Ay yi yi, I'm not really fulfilling my end of the bargain here, am I? I can't figure out exactly what keeps me from blogging more often than I do. Though I have some ideas:
1. My own internal standards of perfection. Blogging, by nature, is a relatively off-the-cuff enterprise. Have thought, type it out, hit send. For someone who labors over every paragraph for hours, by nature, that's a foreign concept. And an unsettling one. Result: avoidance.
2. Time. Well, we all know about that one. Two kids, one husband, one house, two cats, a book that needs to be promoted, a book that needs to be conceived, students, the 2:45 school pickup daily, dinner every night, endless bills, taxes due soon. Structure and time management have never been my fortes. Why do today what you can't do today? Result: procrastination.
3. Fear of narcissism. Maybe I'm unduly affected by readers who accuse me (and other memoirists; I'm not alone) of being self-absorbed. With all that's going on in the world--Haiti, California's budget fiasco, nutso bank bonuses, the price of gas, and (god help us all) Scott Brown, who cares what I have to say? Even more to the point, is it fair of me to try to make other people care what I have to say when so many other more important things are going on in the world (see above)? Result: self-doubt.

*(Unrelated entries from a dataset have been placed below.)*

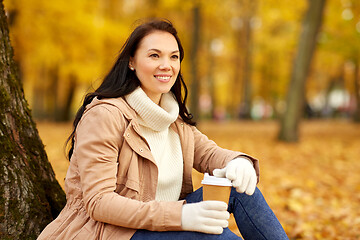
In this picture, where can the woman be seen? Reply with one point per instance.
(132, 152)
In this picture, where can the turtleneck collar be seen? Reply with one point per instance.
(157, 117)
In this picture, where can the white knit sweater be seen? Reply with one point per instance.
(165, 146)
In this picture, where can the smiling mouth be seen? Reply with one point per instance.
(162, 78)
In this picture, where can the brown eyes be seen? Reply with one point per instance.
(155, 55)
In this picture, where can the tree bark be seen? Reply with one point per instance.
(296, 94)
(30, 196)
(357, 90)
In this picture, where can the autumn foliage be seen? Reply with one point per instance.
(312, 186)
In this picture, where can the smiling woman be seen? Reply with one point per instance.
(156, 64)
(132, 152)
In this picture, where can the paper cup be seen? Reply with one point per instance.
(217, 189)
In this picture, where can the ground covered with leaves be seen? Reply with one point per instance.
(313, 186)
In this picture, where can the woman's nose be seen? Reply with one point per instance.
(165, 65)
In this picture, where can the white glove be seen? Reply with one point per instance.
(242, 174)
(207, 217)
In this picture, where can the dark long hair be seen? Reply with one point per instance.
(121, 81)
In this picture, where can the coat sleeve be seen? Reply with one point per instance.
(97, 144)
(208, 156)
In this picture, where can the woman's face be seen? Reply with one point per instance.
(156, 63)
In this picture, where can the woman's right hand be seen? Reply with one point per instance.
(207, 217)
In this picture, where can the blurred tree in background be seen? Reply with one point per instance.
(296, 95)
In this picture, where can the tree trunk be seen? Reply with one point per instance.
(30, 196)
(296, 94)
(194, 87)
(357, 90)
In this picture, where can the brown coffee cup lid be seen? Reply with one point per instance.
(212, 180)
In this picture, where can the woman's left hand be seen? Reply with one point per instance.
(242, 174)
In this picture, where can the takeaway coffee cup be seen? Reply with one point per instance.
(216, 188)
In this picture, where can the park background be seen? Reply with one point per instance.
(239, 59)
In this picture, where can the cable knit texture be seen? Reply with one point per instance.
(165, 146)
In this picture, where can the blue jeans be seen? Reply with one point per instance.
(252, 214)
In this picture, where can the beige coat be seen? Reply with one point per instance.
(111, 181)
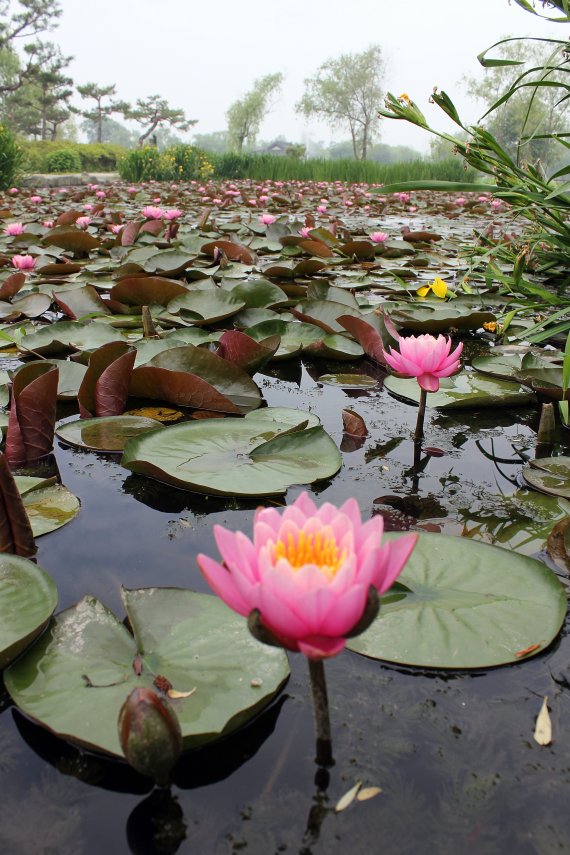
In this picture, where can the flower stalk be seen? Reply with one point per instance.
(419, 432)
(321, 714)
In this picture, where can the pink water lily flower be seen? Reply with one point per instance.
(24, 262)
(13, 229)
(308, 573)
(425, 357)
(153, 213)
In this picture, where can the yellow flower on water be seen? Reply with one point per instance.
(438, 287)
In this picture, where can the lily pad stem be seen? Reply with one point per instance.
(418, 435)
(321, 713)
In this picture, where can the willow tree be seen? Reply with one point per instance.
(345, 92)
(246, 114)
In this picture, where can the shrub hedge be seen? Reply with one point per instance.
(92, 157)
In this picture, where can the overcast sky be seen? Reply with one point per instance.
(201, 56)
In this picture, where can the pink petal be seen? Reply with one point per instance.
(316, 606)
(428, 382)
(346, 613)
(221, 582)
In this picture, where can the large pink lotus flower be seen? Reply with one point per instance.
(24, 262)
(426, 358)
(13, 229)
(153, 213)
(307, 575)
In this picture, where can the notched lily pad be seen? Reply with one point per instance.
(70, 684)
(462, 604)
(349, 381)
(262, 454)
(106, 434)
(49, 505)
(464, 390)
(28, 596)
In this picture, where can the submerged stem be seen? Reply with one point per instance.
(321, 713)
(418, 435)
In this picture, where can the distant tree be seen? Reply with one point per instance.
(21, 20)
(246, 114)
(41, 104)
(154, 112)
(347, 92)
(101, 110)
(113, 132)
(216, 142)
(296, 150)
(441, 149)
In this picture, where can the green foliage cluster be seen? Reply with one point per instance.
(181, 162)
(63, 160)
(11, 157)
(271, 167)
(91, 157)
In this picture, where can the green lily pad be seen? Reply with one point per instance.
(335, 346)
(75, 679)
(260, 455)
(256, 293)
(424, 319)
(204, 307)
(349, 381)
(549, 475)
(463, 604)
(107, 434)
(69, 335)
(295, 336)
(28, 596)
(463, 390)
(49, 505)
(521, 522)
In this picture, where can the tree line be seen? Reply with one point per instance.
(36, 94)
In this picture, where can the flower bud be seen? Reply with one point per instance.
(149, 733)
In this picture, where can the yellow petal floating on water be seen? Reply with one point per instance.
(348, 798)
(543, 727)
(439, 287)
(367, 793)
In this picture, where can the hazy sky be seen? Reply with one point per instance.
(203, 55)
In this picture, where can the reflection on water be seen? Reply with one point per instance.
(453, 754)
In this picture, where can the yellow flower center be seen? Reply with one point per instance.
(311, 548)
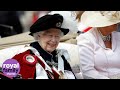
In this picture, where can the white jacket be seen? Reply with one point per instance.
(96, 60)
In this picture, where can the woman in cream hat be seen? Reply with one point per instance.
(100, 47)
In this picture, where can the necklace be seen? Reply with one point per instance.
(105, 38)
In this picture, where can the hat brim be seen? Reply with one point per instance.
(95, 19)
(65, 31)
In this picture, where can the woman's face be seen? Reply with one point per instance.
(49, 39)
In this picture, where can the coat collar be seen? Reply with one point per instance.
(100, 41)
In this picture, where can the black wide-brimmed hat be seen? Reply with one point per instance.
(47, 22)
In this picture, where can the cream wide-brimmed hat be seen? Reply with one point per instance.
(100, 18)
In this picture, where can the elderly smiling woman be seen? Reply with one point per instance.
(100, 47)
(41, 59)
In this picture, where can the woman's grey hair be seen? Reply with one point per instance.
(36, 35)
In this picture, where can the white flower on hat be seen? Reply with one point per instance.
(100, 18)
(111, 15)
(69, 20)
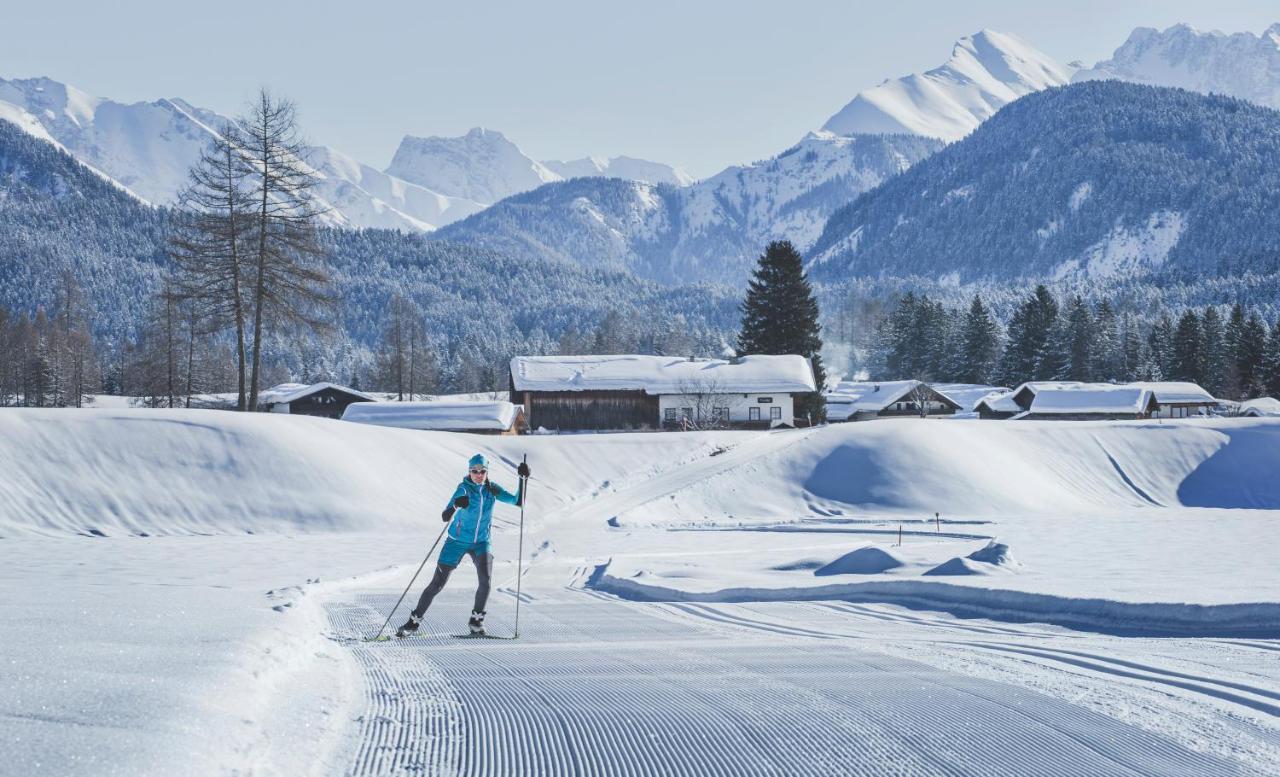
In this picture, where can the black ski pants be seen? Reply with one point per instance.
(484, 574)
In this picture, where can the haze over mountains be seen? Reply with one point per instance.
(481, 188)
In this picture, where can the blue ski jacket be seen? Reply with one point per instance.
(470, 524)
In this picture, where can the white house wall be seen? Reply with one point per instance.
(739, 406)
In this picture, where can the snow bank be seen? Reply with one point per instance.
(662, 374)
(1134, 618)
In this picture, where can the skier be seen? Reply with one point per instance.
(469, 513)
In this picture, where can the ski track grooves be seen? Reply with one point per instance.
(604, 686)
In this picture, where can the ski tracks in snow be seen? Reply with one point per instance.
(604, 686)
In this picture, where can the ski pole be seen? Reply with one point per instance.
(392, 613)
(520, 557)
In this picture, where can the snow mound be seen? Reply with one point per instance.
(863, 561)
(995, 553)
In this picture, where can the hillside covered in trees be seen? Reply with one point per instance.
(1098, 179)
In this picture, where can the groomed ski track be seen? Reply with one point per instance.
(600, 685)
(603, 686)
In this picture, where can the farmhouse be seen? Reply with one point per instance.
(658, 392)
(997, 405)
(1178, 400)
(476, 417)
(1091, 402)
(325, 400)
(862, 401)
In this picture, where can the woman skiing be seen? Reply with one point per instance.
(469, 515)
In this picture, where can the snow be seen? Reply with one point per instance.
(662, 374)
(1240, 64)
(986, 71)
(1091, 400)
(670, 585)
(483, 165)
(439, 415)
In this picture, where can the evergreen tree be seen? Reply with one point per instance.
(1107, 357)
(1188, 348)
(1212, 351)
(1028, 334)
(1230, 385)
(1271, 362)
(979, 344)
(1160, 341)
(1252, 350)
(780, 315)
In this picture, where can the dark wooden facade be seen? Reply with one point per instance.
(328, 403)
(592, 411)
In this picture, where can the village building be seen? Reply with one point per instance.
(324, 400)
(997, 405)
(1179, 400)
(1091, 402)
(571, 393)
(476, 417)
(862, 401)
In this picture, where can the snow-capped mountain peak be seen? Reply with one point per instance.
(986, 71)
(1239, 64)
(481, 165)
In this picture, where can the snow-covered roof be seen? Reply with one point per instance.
(1173, 392)
(662, 374)
(869, 396)
(291, 392)
(1091, 398)
(999, 401)
(442, 416)
(1262, 406)
(967, 394)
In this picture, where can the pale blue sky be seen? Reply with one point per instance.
(696, 83)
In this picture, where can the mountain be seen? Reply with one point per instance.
(620, 167)
(986, 71)
(1240, 65)
(712, 231)
(58, 216)
(481, 165)
(149, 147)
(1100, 179)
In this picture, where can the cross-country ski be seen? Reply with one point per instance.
(640, 388)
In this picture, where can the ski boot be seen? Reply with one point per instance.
(410, 626)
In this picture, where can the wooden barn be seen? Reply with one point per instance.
(325, 400)
(1092, 402)
(863, 401)
(572, 393)
(475, 417)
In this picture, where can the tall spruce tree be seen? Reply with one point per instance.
(780, 315)
(979, 343)
(1212, 351)
(1252, 348)
(1028, 334)
(1188, 348)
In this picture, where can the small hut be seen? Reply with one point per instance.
(324, 400)
(476, 417)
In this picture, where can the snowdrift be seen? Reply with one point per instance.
(996, 469)
(204, 471)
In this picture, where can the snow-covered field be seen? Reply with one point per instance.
(184, 592)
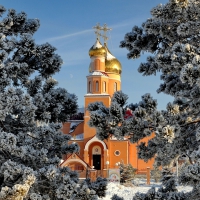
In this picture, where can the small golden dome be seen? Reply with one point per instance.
(112, 64)
(97, 49)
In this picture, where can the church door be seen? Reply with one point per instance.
(97, 162)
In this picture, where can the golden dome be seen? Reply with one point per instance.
(112, 64)
(97, 49)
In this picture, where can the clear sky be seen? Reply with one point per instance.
(67, 25)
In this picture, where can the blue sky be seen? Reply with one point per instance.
(67, 25)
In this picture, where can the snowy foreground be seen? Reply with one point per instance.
(128, 192)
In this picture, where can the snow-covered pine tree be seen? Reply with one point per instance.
(172, 36)
(31, 111)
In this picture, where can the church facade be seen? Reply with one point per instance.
(103, 80)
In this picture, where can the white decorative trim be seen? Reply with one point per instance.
(73, 160)
(116, 153)
(94, 139)
(102, 94)
(114, 78)
(96, 150)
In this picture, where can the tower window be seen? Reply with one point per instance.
(104, 86)
(97, 85)
(115, 87)
(97, 64)
(90, 87)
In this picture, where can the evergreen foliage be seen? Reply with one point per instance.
(31, 111)
(172, 36)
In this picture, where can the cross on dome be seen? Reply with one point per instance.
(103, 28)
(98, 29)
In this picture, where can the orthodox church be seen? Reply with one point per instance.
(103, 80)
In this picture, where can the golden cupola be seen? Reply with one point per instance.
(97, 49)
(111, 63)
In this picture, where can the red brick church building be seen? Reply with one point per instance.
(103, 79)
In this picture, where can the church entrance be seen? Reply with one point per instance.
(97, 162)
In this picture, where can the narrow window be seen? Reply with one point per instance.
(97, 85)
(90, 87)
(97, 64)
(115, 87)
(104, 86)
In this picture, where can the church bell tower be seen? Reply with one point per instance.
(104, 77)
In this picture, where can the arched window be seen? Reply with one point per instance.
(115, 87)
(104, 86)
(97, 85)
(90, 87)
(97, 64)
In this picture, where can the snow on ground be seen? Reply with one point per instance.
(128, 192)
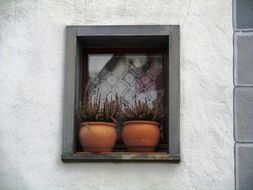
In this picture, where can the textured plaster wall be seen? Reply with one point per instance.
(31, 93)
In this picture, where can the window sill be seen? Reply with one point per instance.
(121, 157)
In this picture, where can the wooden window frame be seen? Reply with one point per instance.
(166, 37)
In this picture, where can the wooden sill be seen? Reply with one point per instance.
(121, 157)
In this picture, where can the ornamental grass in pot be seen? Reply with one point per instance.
(141, 126)
(98, 123)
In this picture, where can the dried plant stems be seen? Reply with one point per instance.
(96, 110)
(142, 111)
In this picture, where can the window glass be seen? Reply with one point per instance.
(131, 76)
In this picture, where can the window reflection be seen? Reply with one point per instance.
(128, 75)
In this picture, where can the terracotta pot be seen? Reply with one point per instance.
(141, 136)
(97, 136)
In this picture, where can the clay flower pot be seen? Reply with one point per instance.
(141, 136)
(97, 136)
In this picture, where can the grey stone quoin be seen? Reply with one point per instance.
(243, 93)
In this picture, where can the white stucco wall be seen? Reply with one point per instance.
(31, 95)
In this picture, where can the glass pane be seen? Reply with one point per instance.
(128, 75)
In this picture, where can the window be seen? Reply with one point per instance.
(140, 62)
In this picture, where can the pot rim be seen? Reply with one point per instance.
(90, 123)
(141, 122)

If any of you have suggestions not just for how to get oneself on a regular blogging schedule, but also how to keep believing that one's own thoughts are worth sharing on a regular basis--I'm interested in hearing them. In the meantime, I'll be blogging when I know I have something worthwhile to say, not just to fill space and time. God knows, we all have enough demands on our time these days.